Das Bekenntnis, dass diese Niederlage in Düsseldorf anzusiedeln ist, dass es um Landes- und nicht um Bundespolitik ging, wird bei der SPD am Montag im Chor vorgetragen. Der Schaden soll lokal begrenzt und Martin Schulz aus der Schusslinie gehalten werden. Soweit das geht. In der Tat hatte die SPD in NRW auf Landespolitik gesetzt. Am Montag danach halten dies natürlich alle für einen Fehler. Allerdings fragt sich, ob ein paar Programmreden von Martin Schulz viel geholfen hätten.

Im Kern steht die SPD-Spitze nun vor drei verzwickten Aufgaben, die neu dekliniert werden müssen: Gerechtigkeit, Merkel, innere Sicherheit.

Karl Lauterbach

„Wenn die Union auf Sicherheitswahlkampf macht, nutzt das im Bund der AfD“

Die NRW-Wahl hat gezeigt, dass sich die SPD mit dem Gerechtigkeitswahlkampf auf schma­lem Grat bewegt – mit Absturzgefahr zu beiden Seiten. 66 Prozent der SPD-WählerInnen entschieden sich am Sonntag wegen sozialer Gerechtigkeit für die Partei. Nur in diesem Punkt galt die SPD beim gesamten Publikum als kompetenter als die CDU. Und Gerechtigkeit ist nicht nur für die Kernklientel das identitätsstiftende Thema.

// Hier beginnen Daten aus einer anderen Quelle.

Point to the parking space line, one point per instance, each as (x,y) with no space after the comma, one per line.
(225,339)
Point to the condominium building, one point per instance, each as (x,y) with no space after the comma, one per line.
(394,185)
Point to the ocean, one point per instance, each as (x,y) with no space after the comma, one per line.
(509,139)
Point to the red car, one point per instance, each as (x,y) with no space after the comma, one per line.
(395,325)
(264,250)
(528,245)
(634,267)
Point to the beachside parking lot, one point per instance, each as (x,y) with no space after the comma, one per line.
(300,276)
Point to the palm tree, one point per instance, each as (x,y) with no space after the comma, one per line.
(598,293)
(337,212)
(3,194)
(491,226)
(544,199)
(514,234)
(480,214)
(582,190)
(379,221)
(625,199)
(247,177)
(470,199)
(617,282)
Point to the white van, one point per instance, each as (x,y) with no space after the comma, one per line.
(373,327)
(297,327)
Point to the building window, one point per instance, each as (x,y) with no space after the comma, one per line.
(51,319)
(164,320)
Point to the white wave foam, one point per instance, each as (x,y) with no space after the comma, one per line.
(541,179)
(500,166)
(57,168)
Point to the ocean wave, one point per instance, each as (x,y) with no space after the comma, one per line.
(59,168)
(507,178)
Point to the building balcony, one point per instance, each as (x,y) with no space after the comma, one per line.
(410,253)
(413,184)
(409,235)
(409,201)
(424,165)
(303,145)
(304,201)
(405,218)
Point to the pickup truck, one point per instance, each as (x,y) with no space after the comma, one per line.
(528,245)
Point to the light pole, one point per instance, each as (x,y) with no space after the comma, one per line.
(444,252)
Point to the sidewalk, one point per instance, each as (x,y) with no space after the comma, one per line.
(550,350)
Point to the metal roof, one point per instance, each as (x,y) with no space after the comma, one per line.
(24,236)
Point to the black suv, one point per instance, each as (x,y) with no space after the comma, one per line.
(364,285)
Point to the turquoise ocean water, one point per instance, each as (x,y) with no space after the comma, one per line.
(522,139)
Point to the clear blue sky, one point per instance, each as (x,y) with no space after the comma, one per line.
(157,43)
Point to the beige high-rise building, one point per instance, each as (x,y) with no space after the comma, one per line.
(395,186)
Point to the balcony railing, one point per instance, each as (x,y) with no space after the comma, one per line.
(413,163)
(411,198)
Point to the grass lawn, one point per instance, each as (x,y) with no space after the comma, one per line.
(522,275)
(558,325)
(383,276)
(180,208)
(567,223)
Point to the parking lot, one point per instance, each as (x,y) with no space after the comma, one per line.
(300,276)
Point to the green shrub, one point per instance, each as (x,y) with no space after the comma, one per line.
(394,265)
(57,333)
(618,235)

Manche SPD-Linke glauben, dass Schulz das Thema zu vage und defensiv intonierte. Nur die Verlängerung des Arbeitslosengeldes verkünden und Kanzler werden wollen, das reiche nicht, so die Kritik. Das klingt schlüssig: 74 Prozent der Wähler in NRW bekundeten, dass sie eigentlich nicht wissen, was die SPD mit sozialer Gerechtigkeit konkret meint.

Heikle Operation: Gerechtigkeit

Allerdings zeigt die NRW-Wahl auch etwas, das irritierend schräg zu diesem Bild steht. Fast eine halbe Million SPD-WählerInnen wechselten zu CDU und FDP. Das ist gerade kein Zeichen, dass man Gerechtigkeit nur präziser und lautstärker hätte proklamieren müssen. Eine bundesweite ARD-Umfrage im März zeigte zudem, das jeder zweite Deutsche glaubt, dass es hierzulande gerecht zugeht – so viele wie nie zuvor (und trotz wachsender Kluft zwischen Reich und Arm).

Ein Gerechtigkeitswahlkampf ist daher eine heikle Operation. Zu wenig deprimiert die Stamm-, zu viel vertreibt Wechselwähler.

Zweitens: Wie schon im Saarland und in Schleswig-Holstein wenden sich Nichtwähler stärker der Union als der SPD zu. Es gibt ein diffuses Gefühl von Bedrohung, das Angela Merkel zugutekommt. Fast 60 Prozent haben in NRW wegen der Kanzlerin CDU gewählt. Die SPD-Erzählung, dass man nur wegen Schulpolitik, innerer Sicherheit und schwindender Popularität von Hannelore Kraft verloren habe, steht daher auf dürren Beinen. Merkel gilt als Stabilitätsversprechen in unsicherer Zeit. Damit kehrt der Albtraum aller SPD-Strategen wieder: das Bild der unangreifbaren Kanzlerin, an der alles abperlt. Zumal Martin Schulz, ohne Amt, der Kanzlerin nicht auf Augenhöhe begegnen kann.

Und drittens: innere Sicherheit. Montagvormittag. Die SPD-Spitze ist versammelt im Willy-Brandt-Haus angetreten. Man will Gemeinsamkeit symbolisieren und zeigt sich tapfer. Er habe, sagt Martin Schulz, ja persönlich Erfahrung mit Rückschlägen. Er antwortet lang auch auf kurze Fragen, nur bei der inneren Sicherheit nicht. Die Union, sagt er knapp, müsse beim Bundeswehrskandal um Franco A. ihre Hausaufgaben machen. Ende der Durchsage. Selbstkritik? Fehlanzeige.

Hoffen auf die anderen Regeln

Das zeigt zweierlei: Die SPD stellt rhetorisch gegen die Union auf Kampfmodus um. Und sie hat keine souveräne Antwort. Die Niederlage in NRW ging auch auf die Kappe von Innenminister Jäger. Der begann als Law-and-Order-Mann und endete als Sheriff ohne Stern.

Im Bund, hofft Karl Lauterbach, herrschen aber andere Regeln. Dort ist innere Sicherheit das Revier von CDU-Innenminister Thomas de Maizière. „Wenn die Union auf Sicherheitswahlkampf macht, nutzt das im Bund der AfD“, so Lauterbach. Dass die SPD somit gegen Angstkampagnen gefeit ist, kann man gleichwohl bezweifeln. Der SPD-Linke Axel Schäfer wünscht sich „jemand wie Schily, der auf Bundesebene für Sicherheit und Ordnung steht und den Leuten Vertrauen einflößt“. Nur – den gibt es nicht.

Am Tag danach sieht man bei den Sozialdemokraten viele offene Enden. Flügelzwist gibt es nicht. Aber auch keinen vitalen Streit um die Linie. Eigentlich sollte am Montag der Entwurf für den SPD-Leitantrag – das Regierungsprogramm – präsentiert werden. Das wurde vertagt auf nächste Woche. Die SPD muss sich erst mal sortieren. Und die Benommenheit vertreiben.